マウス神経運動細胞株NSC-34におけるミトコンドリア細胞小器官移植(MOT)
マウス神経運動細胞株NSC-34におけるミトコンドリア細胞小器官移植(MOT)
【0129】
NSC-34は、運動ニューロンが豊富な胚性マウス脊髄細胞のマウス神経芽腫(Cellutions Biosystems Inc.、Burlington、Ontario、L7L 5R2、Canada)との融合によって産生されるハイブリッド細胞株である。10%ウシ胎児血清を含有する完全DMEM培地中でNSC-34細胞を培養する。ヒト線維芽細胞ミトコンドリアをMitoTracker Redで標識し、単離し、5%CO2を加え、37℃で12時間、NSC-34細胞と共培養する。培養培地を吸引する。予め加温したDMEMで細胞を3回洗浄し、0.5mlの新鮮なDMEM培地によって覆う。Olympus IX83蛍光顕微鏡(Tokyo、Japan)下でNSC-34細胞の蛍光を観察する。さらに、2,000ng/mlの臭化エチジウム(EtBr)を含有するDMEM培地でNSC-34細胞を培養する。EtBrは、二本鎖DNAにインターカレートし(すなわち、鎖間にそれ自体を挿入する)、DNAを変形させ、DNA複製および転写を含むDNA生物学的過程に影響を及ぼす。EtBrはミトコンドリアのDNA欠陥を引き起こし、最終的にはNSC-34細胞のミトコンドリアDNAを枯渇させる。EtBrで処理された病気のNSC-34細胞および健康なNSC-34において、線維芽細胞ミトコンドリアのMOTを試験する。
筋萎縮性側索硬化症(ALS)におけるMOTの調製
筋萎縮性側索硬化症(ALS)におけるMOTの調製
【0130】
ミトコンドリアを80~100×106個のヒト線維芽細胞から単離した。11mlのミトコンドリア保存緩衝液中にミトコンドリアを再懸濁した。4mgのキメラミトコンドリア透過性ペプチドを2mlのミトコンドリア保存緩衝液中に溶解し、0.22μmフィルターを介してろ過することによって滅菌した。
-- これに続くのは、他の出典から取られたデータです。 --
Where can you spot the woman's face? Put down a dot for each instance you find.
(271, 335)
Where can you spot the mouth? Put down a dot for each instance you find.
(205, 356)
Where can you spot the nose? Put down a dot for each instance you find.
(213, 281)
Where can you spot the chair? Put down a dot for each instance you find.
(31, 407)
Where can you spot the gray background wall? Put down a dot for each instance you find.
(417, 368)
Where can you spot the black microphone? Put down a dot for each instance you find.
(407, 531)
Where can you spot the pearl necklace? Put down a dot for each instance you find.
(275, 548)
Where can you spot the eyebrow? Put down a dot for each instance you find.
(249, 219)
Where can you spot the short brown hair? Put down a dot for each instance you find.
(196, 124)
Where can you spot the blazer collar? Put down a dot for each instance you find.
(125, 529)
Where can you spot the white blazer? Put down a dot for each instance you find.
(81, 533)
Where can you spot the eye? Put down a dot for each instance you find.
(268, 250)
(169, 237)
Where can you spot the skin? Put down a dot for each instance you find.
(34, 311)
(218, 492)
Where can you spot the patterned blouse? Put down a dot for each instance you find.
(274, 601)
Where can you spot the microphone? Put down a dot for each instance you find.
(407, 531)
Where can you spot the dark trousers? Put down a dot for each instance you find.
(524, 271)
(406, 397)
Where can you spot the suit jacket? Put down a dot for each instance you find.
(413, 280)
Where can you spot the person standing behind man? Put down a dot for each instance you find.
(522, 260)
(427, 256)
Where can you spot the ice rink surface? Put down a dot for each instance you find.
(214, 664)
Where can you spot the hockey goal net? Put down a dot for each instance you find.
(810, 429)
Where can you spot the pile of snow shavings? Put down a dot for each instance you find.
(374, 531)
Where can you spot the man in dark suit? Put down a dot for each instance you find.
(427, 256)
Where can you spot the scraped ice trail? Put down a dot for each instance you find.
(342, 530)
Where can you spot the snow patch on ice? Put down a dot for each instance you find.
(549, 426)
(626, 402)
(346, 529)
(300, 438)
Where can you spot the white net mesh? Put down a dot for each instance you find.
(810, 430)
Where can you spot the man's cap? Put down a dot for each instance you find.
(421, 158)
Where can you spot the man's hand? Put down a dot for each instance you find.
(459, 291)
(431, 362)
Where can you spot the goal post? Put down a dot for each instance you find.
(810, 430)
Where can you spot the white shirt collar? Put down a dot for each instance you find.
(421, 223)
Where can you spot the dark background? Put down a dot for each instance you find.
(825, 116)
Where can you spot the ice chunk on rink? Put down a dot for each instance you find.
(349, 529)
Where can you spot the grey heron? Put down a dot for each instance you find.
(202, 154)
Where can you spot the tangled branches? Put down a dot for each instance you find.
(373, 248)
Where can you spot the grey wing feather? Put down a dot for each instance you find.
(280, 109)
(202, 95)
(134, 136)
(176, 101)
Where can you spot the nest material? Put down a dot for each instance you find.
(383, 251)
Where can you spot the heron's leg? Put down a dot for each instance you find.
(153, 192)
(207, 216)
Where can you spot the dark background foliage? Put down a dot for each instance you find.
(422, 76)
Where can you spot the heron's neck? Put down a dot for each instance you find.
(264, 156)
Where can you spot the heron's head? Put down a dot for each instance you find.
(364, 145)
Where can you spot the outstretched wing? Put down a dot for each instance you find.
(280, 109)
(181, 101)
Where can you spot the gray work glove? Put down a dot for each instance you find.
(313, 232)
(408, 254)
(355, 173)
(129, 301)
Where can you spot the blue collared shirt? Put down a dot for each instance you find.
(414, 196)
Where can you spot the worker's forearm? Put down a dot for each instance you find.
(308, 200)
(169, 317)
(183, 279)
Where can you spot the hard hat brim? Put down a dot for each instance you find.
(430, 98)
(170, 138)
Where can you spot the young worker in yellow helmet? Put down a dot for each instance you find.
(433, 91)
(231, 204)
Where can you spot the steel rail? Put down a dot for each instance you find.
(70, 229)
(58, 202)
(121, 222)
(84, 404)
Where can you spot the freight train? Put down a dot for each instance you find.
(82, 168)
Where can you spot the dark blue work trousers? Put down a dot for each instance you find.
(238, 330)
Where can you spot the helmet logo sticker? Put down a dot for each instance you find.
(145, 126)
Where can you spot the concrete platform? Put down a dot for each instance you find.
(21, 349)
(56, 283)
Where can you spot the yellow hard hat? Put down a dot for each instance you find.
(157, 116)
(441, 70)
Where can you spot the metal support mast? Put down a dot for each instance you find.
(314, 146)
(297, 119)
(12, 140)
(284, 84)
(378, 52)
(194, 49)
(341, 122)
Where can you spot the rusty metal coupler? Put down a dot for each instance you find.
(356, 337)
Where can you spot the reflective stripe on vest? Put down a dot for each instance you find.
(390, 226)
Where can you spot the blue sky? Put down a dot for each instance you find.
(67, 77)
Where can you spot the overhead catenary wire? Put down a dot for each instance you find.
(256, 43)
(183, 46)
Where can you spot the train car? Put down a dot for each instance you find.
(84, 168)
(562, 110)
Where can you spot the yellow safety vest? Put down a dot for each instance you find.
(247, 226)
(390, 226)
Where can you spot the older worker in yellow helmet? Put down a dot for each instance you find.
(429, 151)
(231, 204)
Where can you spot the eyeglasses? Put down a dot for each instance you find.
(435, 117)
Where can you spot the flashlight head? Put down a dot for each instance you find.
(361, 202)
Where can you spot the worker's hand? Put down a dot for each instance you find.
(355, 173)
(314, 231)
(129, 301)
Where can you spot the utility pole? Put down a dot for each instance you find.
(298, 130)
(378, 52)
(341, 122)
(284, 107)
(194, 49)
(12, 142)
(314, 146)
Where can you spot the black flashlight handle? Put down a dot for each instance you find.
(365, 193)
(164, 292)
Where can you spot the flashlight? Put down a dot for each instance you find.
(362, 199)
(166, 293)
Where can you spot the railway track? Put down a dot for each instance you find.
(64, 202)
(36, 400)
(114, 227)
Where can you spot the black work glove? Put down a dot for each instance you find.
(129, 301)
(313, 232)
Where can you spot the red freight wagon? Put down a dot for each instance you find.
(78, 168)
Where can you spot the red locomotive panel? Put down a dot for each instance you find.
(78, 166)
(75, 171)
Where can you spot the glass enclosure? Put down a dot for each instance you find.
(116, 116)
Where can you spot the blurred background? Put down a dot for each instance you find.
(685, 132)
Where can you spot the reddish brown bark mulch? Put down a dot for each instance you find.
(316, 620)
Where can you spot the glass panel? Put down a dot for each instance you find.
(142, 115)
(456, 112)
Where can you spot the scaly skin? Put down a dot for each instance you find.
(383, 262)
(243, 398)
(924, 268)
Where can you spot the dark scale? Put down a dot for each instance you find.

ペプチドは、アルギニンに富むペプチドを有するミトコンドリアアルデヒドデヒドロゲナーゼ(ALDH2)のリーダーペプチドからなっていた。ペプチドのアミノ酸配列は、MLRAAARFGPRLGRRLLSARKKRRQRRRであった。(配列番号25)。リーダーペプチドは、タンパク質トランスロカーゼ外膜(Tom)を介してミトコンドリア外膜に結合することができ、アルギニンに富む配列は細胞膜中に挿入することができる。したがって、キメラペプチドは、外因性ミトコンドリアが細胞内に入る可能性を増大させ得る。ペプチド溶液を11mlの線維芽細胞ミトコンドリア中に添加し、氷上で30分間インキュベートした。8つの1mlシリンジおよび1つの5mlシリンジ中にミトコンドリアを引き込んだ。シリンジを氷上に置き、30分以内に筋肉内注射および静脈内注射のために使用した。
結果
単離されたミトコンドリアは、膜の電気化学的ポテンシャルおよび生存性を維持する。
結果
単離されたミトコンドリアは、膜の電気化学的ポテンシャルおよび生存性を維持する。
【0131】
単離されたミトコンドリアは、JC-1色素を濃縮し、J凝集体を形成することができる。したがって、赤色蛍光がミトコンドリアコロニー中に見出される(図11)。この知見は、ミトコンドリアの単離および保存のプロトコルが、細胞株および患者における以下のMOTのために生きたミトコンドリアを精製および維持することができることを確認する。
ヒトミトコンドリアはHLA抗原を発現しない
ヒトミトコンドリアはHLA抗原を発現しない
【0132】
緑色蛍光は、ヒト線維芽細胞の細胞表面上に見られる。緑色蛍光の分布は不均一である(図12A)。この知見は、HLAクラスI抗原が主にヒト線維芽細胞の細胞表面上に発現することを示唆している。MitoTracker Redにより標識されたミトコンドリアの赤色蛍光は、主に細胞質中に見られる(図12B)。これらの所見は、ミトコンドリアがHLAクラスI抗原の発現を有しないか、または極めて低い発現を有することを示す。さらに、同じ免疫蛍光技術を使用して、線維芽細胞の単離されたミトコンドリアのHLAクラスI抗原を調べた。ミトコンドリア中に陽性の緑色蛍光は存在しなかった。これらの結果は、ヒト線維芽細胞のミトコンドリアはHLA抗原を発現せず、HLA抗原の一致を必要とせずに同種MOTのために使用できることを示唆する。
【0133】
ヒト白血球抗原(HLA)は、臓器または細胞移植の拒絶または受容に関連する。ドナーとレシピエントの間でのHLAの不一致は、しばしば、幹細胞療法および臓器移植後に細胞および臓器の拒絶をもたらす。本明細書に記載される実験では、ミトコンドリアにはHLAの発現が存在しないことが見出された。したがって、任意の健常ドナーからのミトコンドリアをHLAの一致なしにレシピエントに移植することが可能である。ドナー源の問題は存在しない。これは、ドナーとレシピエントのHLA適合を必要とする幹細胞療法および臓器移植を上回る顕著な利点である。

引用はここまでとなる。